Less easy to forgive is the fact that it's 2nd act is, literally, a ludicrous succession of Deus Ex Machina escapes for Jaguar Paw, as he's aided in his flight from the Mayans by everything from a solar eclipse to a handily-placed viper to an actual Jaguar... all of these mounting coincidences "excused" earlier by... no, I'm not making this up... a plauge-ridden little girl who appears to the Mayans hissing a symbolist prophecy of impending doom.

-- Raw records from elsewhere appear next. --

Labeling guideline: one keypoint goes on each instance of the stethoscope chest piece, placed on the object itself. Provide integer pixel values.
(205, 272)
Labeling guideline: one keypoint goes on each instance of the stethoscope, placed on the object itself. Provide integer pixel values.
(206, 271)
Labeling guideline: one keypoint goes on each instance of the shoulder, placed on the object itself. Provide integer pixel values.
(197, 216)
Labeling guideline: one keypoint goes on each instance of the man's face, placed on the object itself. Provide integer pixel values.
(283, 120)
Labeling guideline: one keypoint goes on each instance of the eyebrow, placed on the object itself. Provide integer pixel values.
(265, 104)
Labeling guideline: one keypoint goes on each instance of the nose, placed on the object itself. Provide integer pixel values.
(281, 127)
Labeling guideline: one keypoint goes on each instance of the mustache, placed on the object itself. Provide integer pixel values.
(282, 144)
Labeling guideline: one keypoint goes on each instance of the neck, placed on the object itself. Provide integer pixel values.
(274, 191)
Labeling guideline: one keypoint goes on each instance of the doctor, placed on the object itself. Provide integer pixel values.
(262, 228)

No, really, that's actually what happens.
Let it not be said that Gibson doesn't have an eye for detail: I'm no historian, but the costuming and occutraments of the Mayan bad guys look authentic as hell to me, as does the functionality of their lethally-ingenious weaponry. And the film has great fun (and invites us to join in) showing off the way Jaguar Paw turns his forest surroundings into one big arms cache; lobbing beehive "grenades" at his foes and snatching up a brightly-colored frog to assist him in quickly preparing some poison darts. My personal favorite: A brilliant application of ants in the suturing of a wound. By now, in addition, he's a well-learned stager of action scenes, giving what is essentially a prolonged foot-chase the kinetic thrills of a high-speed pursuit, and he knows how to turn a rain storm into a mini-armageddon in it's own right. And while I've seen more than enough movie moments where childbirth complicates an already-raging action scene, I doubt I've ever seen it quite like this.
Putting aside, as best one is able, all the hangups and obsessions of it's maker (be they the ones screamed at police officers or the ones evident in the filmmaking) "Apocalypto" is a one-of-a-kind animal, and that in and of itself qualifies it as something you should seek out. It's as brilliantly-realized a work of mad, hell-bent genius as you're likely to see this year; an action movie with the energy of a madman... crafted by a onetime action movie-star who just might be one himself. Whether or not continued exposure to the deeper and darker corners of the Mind of Mel will be, in the long term, a learning experience or an ordeal for The Cinema as a whole remains to be seen, but this time... THIS time... it's yeilded something genuinely worthy of study.